Data and the Capital Cycle: How Koch Became an Empire - Commoncog

How Koch Industries became an empire. We draw on ideas from both the Becoming Data Driven series and the Capital Expertise series.

This is a companion discussion topic for the original entry at

Very much enjoyed the layout of these posts, combining the cases with the general newsletter. In particular the ability to jump out to the original cases was an excellent experience, even on mobile.

On the case itself. One point that caught my eye is the importance of operational efficiency during challenging market cycles.

Having strong operations gives you the strategic breathing space to do fun stuff. Something I think is missed when people discuss moats, and how you form them.

It reminds me of the Lessons From Titans book, where they made the claim that operational control was critical for industrial Titans to succeed over the long term. Very unlike the Porter idea that operations can never be the source of competitive advantage.

Need to think more about this to be sure of what I think.


This was a really interesting observation. Of course, I’m biased to agree with you, but let me think out loud a bit.

Apparently in Amazon Bezos liked to go around saying “don’t make the easy things hard” — especially when it came to things like instrumentation and access to operational metrics. (Presumably he picked this up from the ex-manufacturing, ex-six-sigma folk who joined in the early 2000s). But I’ve always attributed Amazon’s focus on operational rigour to its low margin business model.

Does anyone here know of a (presumably high margin) software company with high operational rigour?

Off the top of my head, I’d bet Netflix:

  • They have released a few reliability tools, e.g. Hysterix
  • They invented (or at least popularized) Chaos Engineering
  • Their tech blog covers things like 0-downtime cross-regional failures
  • They famously run on AWS. Being the size they are, they’ve almost certainly rubbed shoulders with some of AWS’ talent, who may well have passed on some sage advice.
  • I assume they have decent margins? They’re used as an example of scale economies shared in Helmer’s 7 Powers. That may be changing with competition from Disney+, Hulu, Apple TV, Prime Video, etc.

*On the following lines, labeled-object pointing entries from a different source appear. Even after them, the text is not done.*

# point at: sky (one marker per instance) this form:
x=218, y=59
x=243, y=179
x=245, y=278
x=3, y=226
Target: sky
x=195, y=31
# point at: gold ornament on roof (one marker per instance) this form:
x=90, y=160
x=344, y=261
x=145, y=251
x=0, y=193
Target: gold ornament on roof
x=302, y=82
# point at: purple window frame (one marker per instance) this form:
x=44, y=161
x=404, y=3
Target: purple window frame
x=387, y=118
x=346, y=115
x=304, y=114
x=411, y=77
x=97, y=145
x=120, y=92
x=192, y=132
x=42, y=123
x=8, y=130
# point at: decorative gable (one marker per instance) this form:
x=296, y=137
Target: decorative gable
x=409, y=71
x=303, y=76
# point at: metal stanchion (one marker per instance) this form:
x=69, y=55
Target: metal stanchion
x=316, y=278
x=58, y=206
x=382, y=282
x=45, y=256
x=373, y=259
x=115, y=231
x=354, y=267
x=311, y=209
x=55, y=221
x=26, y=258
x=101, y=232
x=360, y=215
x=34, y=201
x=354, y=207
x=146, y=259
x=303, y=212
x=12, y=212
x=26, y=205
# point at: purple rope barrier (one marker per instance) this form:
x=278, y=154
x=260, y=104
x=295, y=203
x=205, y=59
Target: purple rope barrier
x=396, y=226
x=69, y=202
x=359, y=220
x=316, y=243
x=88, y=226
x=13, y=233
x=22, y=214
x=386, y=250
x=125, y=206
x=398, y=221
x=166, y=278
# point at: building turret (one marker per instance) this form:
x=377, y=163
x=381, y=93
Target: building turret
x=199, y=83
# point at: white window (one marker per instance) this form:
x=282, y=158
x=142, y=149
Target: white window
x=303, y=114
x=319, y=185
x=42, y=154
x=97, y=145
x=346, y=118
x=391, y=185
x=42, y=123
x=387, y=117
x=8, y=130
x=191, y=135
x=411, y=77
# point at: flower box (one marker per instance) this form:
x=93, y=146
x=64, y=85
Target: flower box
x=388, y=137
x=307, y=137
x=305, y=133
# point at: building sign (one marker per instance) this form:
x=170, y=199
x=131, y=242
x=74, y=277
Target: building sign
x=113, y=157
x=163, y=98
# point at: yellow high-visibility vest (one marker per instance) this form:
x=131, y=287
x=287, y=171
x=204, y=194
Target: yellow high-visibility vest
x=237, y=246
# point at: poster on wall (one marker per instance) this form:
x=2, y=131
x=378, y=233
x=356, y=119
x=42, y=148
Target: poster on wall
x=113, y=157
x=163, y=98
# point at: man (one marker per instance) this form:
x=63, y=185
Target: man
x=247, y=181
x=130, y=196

Outside of “technical” operations, I’d be making a guess. I don’t have any insight into how they measure and manage their business operations.

Google is also in play for technical ops, since they literally wrote the book on Site Reliability Engineering and helped popularize Objectives and Key Results (OKRs). OKRs are another version/refinement of management by objective. Their ads business seems to be high-margin, if memory serves.

Which leads me to another guess: maybe Intel? They have to run a large foundries without losing money, but they also produce a lot of software. A lot of their hardware needs firmware to work, SSDs need wear-levelling algorithms, graphics cards need drivers, etc. Since Grove wrote High Output Management, which includes a fair few operations tips, I think some probably survived there. Biggest drawback – maybe not what you’d call a “software” company, and I don’t know how good their margins are.

And my final guess is DPD, the parcel company. Again, not your traditional software business, but they use a lot of software in their hubs. Most notably, their Predict service, which gives customers a 1-hour time window in which they’ll deliver your parcel. DPD is consistently ranked as one of the best parcel companies in the UK, and no-one has replicated it yet. I do not know how good their margins are, so … possible candidate? Disclosure: I did some contract software work for DPD “back in the day.”

Edit: Motorola! They invented Six Sigma in the 80s. Like Intel they produce hardware and the software for that hardware, so they’re sort-of a software company. No idea if they’re high-margin, or if they were during their hey-day.